The Gorge Dam and the attached hydroelectric power generation station is owned and operated by Seattle City Light.
The Tribe originally filed the case in state court, arguing that the dam violated a federal law predating the formation of the State of Washington but that was incorporated into its original set of laws. The city successfully got the case moved to federal court, arguing that the plaintiffs’ claims cited federal laws as well that take precedence over state claims. The Tribe attempted unsuccessfully to have the case moved back to state court. Then the city moved for the case to be dismissed for lack of jurisdiction.
The dam was originally granted a 50-year license by the Federal Power Commission (FPC) in 1927. In 1977 Seattle City Light applied to the FERC (the successor to the FPC) for a renewal of the license, at which point the FERC initiated a multi-year study of the “flow regime” on the river.

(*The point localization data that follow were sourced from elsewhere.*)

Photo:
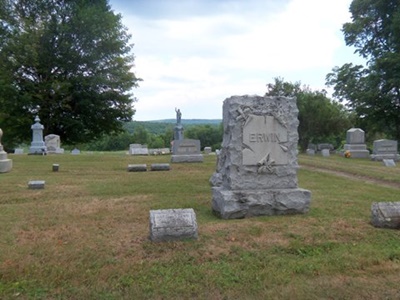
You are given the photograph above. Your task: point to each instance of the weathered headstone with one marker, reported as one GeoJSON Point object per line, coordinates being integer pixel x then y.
{"type": "Point", "coordinates": [5, 163]}
{"type": "Point", "coordinates": [138, 149]}
{"type": "Point", "coordinates": [18, 151]}
{"type": "Point", "coordinates": [325, 152]}
{"type": "Point", "coordinates": [173, 224]}
{"type": "Point", "coordinates": [184, 150]}
{"type": "Point", "coordinates": [385, 214]}
{"type": "Point", "coordinates": [160, 167]}
{"type": "Point", "coordinates": [37, 146]}
{"type": "Point", "coordinates": [385, 149]}
{"type": "Point", "coordinates": [207, 150]}
{"type": "Point", "coordinates": [310, 152]}
{"type": "Point", "coordinates": [53, 144]}
{"type": "Point", "coordinates": [36, 184]}
{"type": "Point", "coordinates": [137, 168]}
{"type": "Point", "coordinates": [257, 166]}
{"type": "Point", "coordinates": [389, 162]}
{"type": "Point", "coordinates": [355, 143]}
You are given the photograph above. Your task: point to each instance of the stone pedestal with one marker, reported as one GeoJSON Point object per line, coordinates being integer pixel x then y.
{"type": "Point", "coordinates": [355, 143]}
{"type": "Point", "coordinates": [5, 163]}
{"type": "Point", "coordinates": [38, 146]}
{"type": "Point", "coordinates": [257, 165]}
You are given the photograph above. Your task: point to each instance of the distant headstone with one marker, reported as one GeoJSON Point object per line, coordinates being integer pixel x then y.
{"type": "Point", "coordinates": [173, 224]}
{"type": "Point", "coordinates": [138, 149]}
{"type": "Point", "coordinates": [186, 150]}
{"type": "Point", "coordinates": [355, 143]}
{"type": "Point", "coordinates": [385, 214]}
{"type": "Point", "coordinates": [37, 146]}
{"type": "Point", "coordinates": [325, 152]}
{"type": "Point", "coordinates": [256, 168]}
{"type": "Point", "coordinates": [75, 151]}
{"type": "Point", "coordinates": [5, 163]}
{"type": "Point", "coordinates": [207, 150]}
{"type": "Point", "coordinates": [389, 162]}
{"type": "Point", "coordinates": [137, 168]}
{"type": "Point", "coordinates": [385, 149]}
{"type": "Point", "coordinates": [18, 151]}
{"type": "Point", "coordinates": [160, 167]}
{"type": "Point", "coordinates": [53, 144]}
{"type": "Point", "coordinates": [36, 184]}
{"type": "Point", "coordinates": [310, 152]}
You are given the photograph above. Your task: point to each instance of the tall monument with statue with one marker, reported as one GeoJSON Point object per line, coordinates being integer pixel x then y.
{"type": "Point", "coordinates": [5, 163]}
{"type": "Point", "coordinates": [256, 170]}
{"type": "Point", "coordinates": [184, 150]}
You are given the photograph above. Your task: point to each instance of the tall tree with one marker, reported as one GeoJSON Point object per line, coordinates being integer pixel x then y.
{"type": "Point", "coordinates": [69, 61]}
{"type": "Point", "coordinates": [372, 91]}
{"type": "Point", "coordinates": [320, 119]}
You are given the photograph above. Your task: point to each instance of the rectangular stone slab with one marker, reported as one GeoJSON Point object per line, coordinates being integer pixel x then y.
{"type": "Point", "coordinates": [173, 224]}
{"type": "Point", "coordinates": [137, 168]}
{"type": "Point", "coordinates": [36, 184]}
{"type": "Point", "coordinates": [160, 167]}
{"type": "Point", "coordinates": [385, 214]}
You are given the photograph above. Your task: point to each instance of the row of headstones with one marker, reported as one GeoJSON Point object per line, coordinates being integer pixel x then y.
{"type": "Point", "coordinates": [355, 145]}
{"type": "Point", "coordinates": [153, 167]}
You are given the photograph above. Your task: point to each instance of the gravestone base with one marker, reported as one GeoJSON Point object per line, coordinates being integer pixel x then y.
{"type": "Point", "coordinates": [5, 165]}
{"type": "Point", "coordinates": [385, 214]}
{"type": "Point", "coordinates": [187, 158]}
{"type": "Point", "coordinates": [357, 150]}
{"type": "Point", "coordinates": [236, 204]}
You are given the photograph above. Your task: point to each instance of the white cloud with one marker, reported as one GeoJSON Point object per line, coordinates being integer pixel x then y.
{"type": "Point", "coordinates": [195, 62]}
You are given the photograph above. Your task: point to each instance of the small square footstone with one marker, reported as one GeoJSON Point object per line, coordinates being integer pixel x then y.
{"type": "Point", "coordinates": [172, 225]}
{"type": "Point", "coordinates": [160, 167]}
{"type": "Point", "coordinates": [137, 168]}
{"type": "Point", "coordinates": [385, 214]}
{"type": "Point", "coordinates": [36, 184]}
{"type": "Point", "coordinates": [389, 162]}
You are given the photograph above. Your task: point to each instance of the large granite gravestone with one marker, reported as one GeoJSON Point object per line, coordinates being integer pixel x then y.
{"type": "Point", "coordinates": [355, 143]}
{"type": "Point", "coordinates": [138, 149]}
{"type": "Point", "coordinates": [257, 165]}
{"type": "Point", "coordinates": [172, 224]}
{"type": "Point", "coordinates": [37, 146]}
{"type": "Point", "coordinates": [5, 163]}
{"type": "Point", "coordinates": [184, 150]}
{"type": "Point", "coordinates": [53, 144]}
{"type": "Point", "coordinates": [385, 214]}
{"type": "Point", "coordinates": [385, 149]}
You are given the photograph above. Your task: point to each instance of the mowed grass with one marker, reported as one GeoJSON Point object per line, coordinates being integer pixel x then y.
{"type": "Point", "coordinates": [85, 236]}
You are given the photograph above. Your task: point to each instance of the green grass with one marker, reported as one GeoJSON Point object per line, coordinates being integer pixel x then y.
{"type": "Point", "coordinates": [85, 236]}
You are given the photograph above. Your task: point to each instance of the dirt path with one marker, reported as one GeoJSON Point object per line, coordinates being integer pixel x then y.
{"type": "Point", "coordinates": [354, 177]}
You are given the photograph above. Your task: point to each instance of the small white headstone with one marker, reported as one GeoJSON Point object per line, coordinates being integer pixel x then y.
{"type": "Point", "coordinates": [75, 151]}
{"type": "Point", "coordinates": [325, 152]}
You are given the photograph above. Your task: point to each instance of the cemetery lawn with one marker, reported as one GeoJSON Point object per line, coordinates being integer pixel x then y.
{"type": "Point", "coordinates": [85, 236]}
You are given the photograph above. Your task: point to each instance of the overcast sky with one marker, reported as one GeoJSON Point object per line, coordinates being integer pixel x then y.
{"type": "Point", "coordinates": [193, 54]}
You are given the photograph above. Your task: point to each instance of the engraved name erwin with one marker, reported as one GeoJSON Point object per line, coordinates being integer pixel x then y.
{"type": "Point", "coordinates": [264, 138]}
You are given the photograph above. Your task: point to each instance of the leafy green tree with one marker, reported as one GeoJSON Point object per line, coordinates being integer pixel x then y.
{"type": "Point", "coordinates": [372, 92]}
{"type": "Point", "coordinates": [320, 119]}
{"type": "Point", "coordinates": [69, 61]}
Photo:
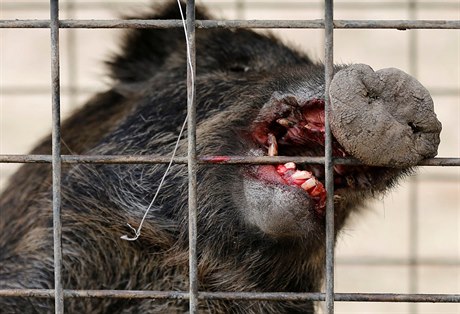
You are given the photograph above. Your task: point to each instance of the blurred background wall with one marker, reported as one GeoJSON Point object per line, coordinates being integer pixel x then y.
{"type": "Point", "coordinates": [405, 242]}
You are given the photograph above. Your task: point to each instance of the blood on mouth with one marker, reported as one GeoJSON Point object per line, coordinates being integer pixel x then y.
{"type": "Point", "coordinates": [298, 131]}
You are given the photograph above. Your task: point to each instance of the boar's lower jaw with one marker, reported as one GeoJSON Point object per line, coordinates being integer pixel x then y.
{"type": "Point", "coordinates": [289, 126]}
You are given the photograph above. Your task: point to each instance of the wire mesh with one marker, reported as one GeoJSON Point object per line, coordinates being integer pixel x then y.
{"type": "Point", "coordinates": [193, 295]}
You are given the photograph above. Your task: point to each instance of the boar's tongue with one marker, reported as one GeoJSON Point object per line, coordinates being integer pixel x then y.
{"type": "Point", "coordinates": [292, 127]}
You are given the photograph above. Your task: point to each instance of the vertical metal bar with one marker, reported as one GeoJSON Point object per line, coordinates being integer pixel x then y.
{"type": "Point", "coordinates": [192, 163]}
{"type": "Point", "coordinates": [240, 9]}
{"type": "Point", "coordinates": [413, 184]}
{"type": "Point", "coordinates": [72, 55]}
{"type": "Point", "coordinates": [56, 155]}
{"type": "Point", "coordinates": [329, 166]}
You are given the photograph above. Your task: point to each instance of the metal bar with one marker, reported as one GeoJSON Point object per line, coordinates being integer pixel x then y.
{"type": "Point", "coordinates": [382, 261]}
{"type": "Point", "coordinates": [210, 24]}
{"type": "Point", "coordinates": [72, 56]}
{"type": "Point", "coordinates": [34, 89]}
{"type": "Point", "coordinates": [287, 5]}
{"type": "Point", "coordinates": [254, 296]}
{"type": "Point", "coordinates": [192, 159]}
{"type": "Point", "coordinates": [234, 160]}
{"type": "Point", "coordinates": [329, 164]}
{"type": "Point", "coordinates": [413, 221]}
{"type": "Point", "coordinates": [56, 156]}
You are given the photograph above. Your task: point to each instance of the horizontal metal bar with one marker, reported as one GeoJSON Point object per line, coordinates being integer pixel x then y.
{"type": "Point", "coordinates": [287, 5]}
{"type": "Point", "coordinates": [34, 89]}
{"type": "Point", "coordinates": [208, 24]}
{"type": "Point", "coordinates": [254, 296]}
{"type": "Point", "coordinates": [270, 160]}
{"type": "Point", "coordinates": [382, 261]}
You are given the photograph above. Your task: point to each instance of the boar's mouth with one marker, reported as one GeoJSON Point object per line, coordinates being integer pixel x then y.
{"type": "Point", "coordinates": [288, 126]}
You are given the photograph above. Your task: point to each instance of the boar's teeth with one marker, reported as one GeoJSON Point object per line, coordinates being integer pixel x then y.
{"type": "Point", "coordinates": [272, 145]}
{"type": "Point", "coordinates": [285, 122]}
{"type": "Point", "coordinates": [310, 183]}
{"type": "Point", "coordinates": [301, 174]}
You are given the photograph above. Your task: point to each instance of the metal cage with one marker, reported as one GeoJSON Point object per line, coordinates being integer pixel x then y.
{"type": "Point", "coordinates": [327, 23]}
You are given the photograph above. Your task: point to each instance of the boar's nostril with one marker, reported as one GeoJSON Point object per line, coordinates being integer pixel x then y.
{"type": "Point", "coordinates": [414, 127]}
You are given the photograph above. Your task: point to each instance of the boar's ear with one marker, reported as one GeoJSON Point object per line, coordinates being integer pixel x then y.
{"type": "Point", "coordinates": [144, 50]}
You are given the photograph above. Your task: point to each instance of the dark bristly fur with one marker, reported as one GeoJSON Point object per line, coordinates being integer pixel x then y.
{"type": "Point", "coordinates": [237, 72]}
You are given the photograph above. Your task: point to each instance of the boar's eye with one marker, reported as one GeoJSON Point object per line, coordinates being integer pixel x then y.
{"type": "Point", "coordinates": [240, 68]}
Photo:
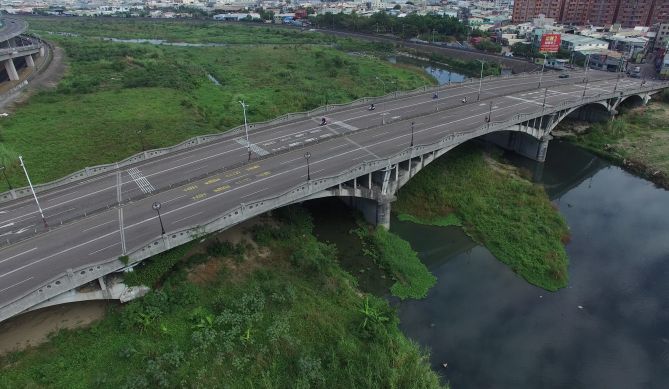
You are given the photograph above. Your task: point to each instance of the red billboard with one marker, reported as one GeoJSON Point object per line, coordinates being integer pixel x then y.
{"type": "Point", "coordinates": [550, 43]}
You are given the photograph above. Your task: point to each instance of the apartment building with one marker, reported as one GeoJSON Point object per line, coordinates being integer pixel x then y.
{"type": "Point", "coordinates": [627, 13]}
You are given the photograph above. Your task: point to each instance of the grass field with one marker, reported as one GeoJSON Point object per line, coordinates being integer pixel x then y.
{"type": "Point", "coordinates": [193, 31]}
{"type": "Point", "coordinates": [114, 90]}
{"type": "Point", "coordinates": [638, 139]}
{"type": "Point", "coordinates": [282, 315]}
{"type": "Point", "coordinates": [512, 217]}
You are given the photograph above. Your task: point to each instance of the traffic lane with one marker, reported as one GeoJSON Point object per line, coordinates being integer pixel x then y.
{"type": "Point", "coordinates": [201, 169]}
{"type": "Point", "coordinates": [52, 254]}
{"type": "Point", "coordinates": [505, 83]}
{"type": "Point", "coordinates": [139, 188]}
{"type": "Point", "coordinates": [208, 201]}
{"type": "Point", "coordinates": [57, 211]}
{"type": "Point", "coordinates": [346, 163]}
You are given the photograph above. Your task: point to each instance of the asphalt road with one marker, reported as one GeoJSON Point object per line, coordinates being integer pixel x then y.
{"type": "Point", "coordinates": [12, 27]}
{"type": "Point", "coordinates": [26, 264]}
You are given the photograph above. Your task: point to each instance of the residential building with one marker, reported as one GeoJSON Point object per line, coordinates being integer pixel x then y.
{"type": "Point", "coordinates": [627, 13]}
{"type": "Point", "coordinates": [571, 42]}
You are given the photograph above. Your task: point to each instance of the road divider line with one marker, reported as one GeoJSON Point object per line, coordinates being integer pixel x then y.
{"type": "Point", "coordinates": [187, 217]}
{"type": "Point", "coordinates": [104, 248]}
{"type": "Point", "coordinates": [17, 284]}
{"type": "Point", "coordinates": [98, 225]}
{"type": "Point", "coordinates": [14, 256]}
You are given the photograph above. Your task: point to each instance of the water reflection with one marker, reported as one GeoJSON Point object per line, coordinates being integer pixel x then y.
{"type": "Point", "coordinates": [608, 329]}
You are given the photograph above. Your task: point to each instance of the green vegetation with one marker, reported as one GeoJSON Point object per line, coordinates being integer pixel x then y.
{"type": "Point", "coordinates": [411, 26]}
{"type": "Point", "coordinates": [394, 255]}
{"type": "Point", "coordinates": [288, 319]}
{"type": "Point", "coordinates": [637, 139]}
{"type": "Point", "coordinates": [193, 31]}
{"type": "Point", "coordinates": [510, 216]}
{"type": "Point", "coordinates": [118, 99]}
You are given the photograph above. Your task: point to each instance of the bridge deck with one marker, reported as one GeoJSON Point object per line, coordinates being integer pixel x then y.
{"type": "Point", "coordinates": [353, 135]}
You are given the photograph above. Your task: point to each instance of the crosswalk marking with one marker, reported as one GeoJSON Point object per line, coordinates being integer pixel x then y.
{"type": "Point", "coordinates": [254, 147]}
{"type": "Point", "coordinates": [141, 181]}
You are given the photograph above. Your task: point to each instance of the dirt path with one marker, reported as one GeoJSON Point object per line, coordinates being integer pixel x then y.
{"type": "Point", "coordinates": [33, 328]}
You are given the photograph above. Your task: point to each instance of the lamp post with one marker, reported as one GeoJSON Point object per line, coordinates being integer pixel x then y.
{"type": "Point", "coordinates": [480, 82]}
{"type": "Point", "coordinates": [307, 155]}
{"type": "Point", "coordinates": [33, 190]}
{"type": "Point", "coordinates": [246, 128]}
{"type": "Point", "coordinates": [384, 85]}
{"type": "Point", "coordinates": [156, 207]}
{"type": "Point", "coordinates": [543, 65]}
{"type": "Point", "coordinates": [4, 173]}
{"type": "Point", "coordinates": [585, 87]}
{"type": "Point", "coordinates": [141, 139]}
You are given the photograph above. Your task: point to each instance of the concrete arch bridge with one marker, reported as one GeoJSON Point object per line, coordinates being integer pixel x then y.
{"type": "Point", "coordinates": [101, 220]}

Finally in 1995, the city, the FERC, and several intervenors — including the Tribe — signed settlement agreements granting a 30-year renewal for the Dam and requiring Seattle City Light to make certain modifications to the dam to reduce impacts on salmon, and to follow a “flow plan” for the river to ensure sufficient water for salmon.
In dismissing the case today, the judge made a few key points:
- The Tribe was a party to the 1995 settlement agreements.
- If the Tribe, who was well aware of the terms of the settlement and relicensing, wanted to appeal, it had plenty of time to do so in the early years and doing so now is “untimely” to say the least.
- The Federal Power Act states that cases such as this one may only be heard by a Court of Appeals, not a district court.
- Since the current license expires in 2025, the Tribe has a forum for raising issues as the city applies to FERC for another license renewal.
The Tribe, while acknowledging that the Court of Appeals is the exclusive forum for lawsuits challenging substantive issues related to FERC-issued licenses, tried to argue that its claims were “collateral” and thus could be heard by another court. The judge flatly rejected that reasoning, observing that if granted the requested injunction would prevent Seattle City Light from operating the Gorge Dam, something which the FERC license explicitly says it may do — and nothing is more “inescapably intertwined” with FERC’s authority than that.
At this point the Tribe has two options: abandon the case and focus on the 2025 relicensing, or re-file the case with the Ninth Circuit Court of Appeals where it will face a similar uphill battle against arguments that its lawsuit is untimely and that as a party to the 1995 settlement it gave up rights to challenge the terms it agreed to. But either way, the next three years of negotiations with FERC over a new license will be hard-fought as the Tribe tries to restore salmon runs upriver on the Skagit.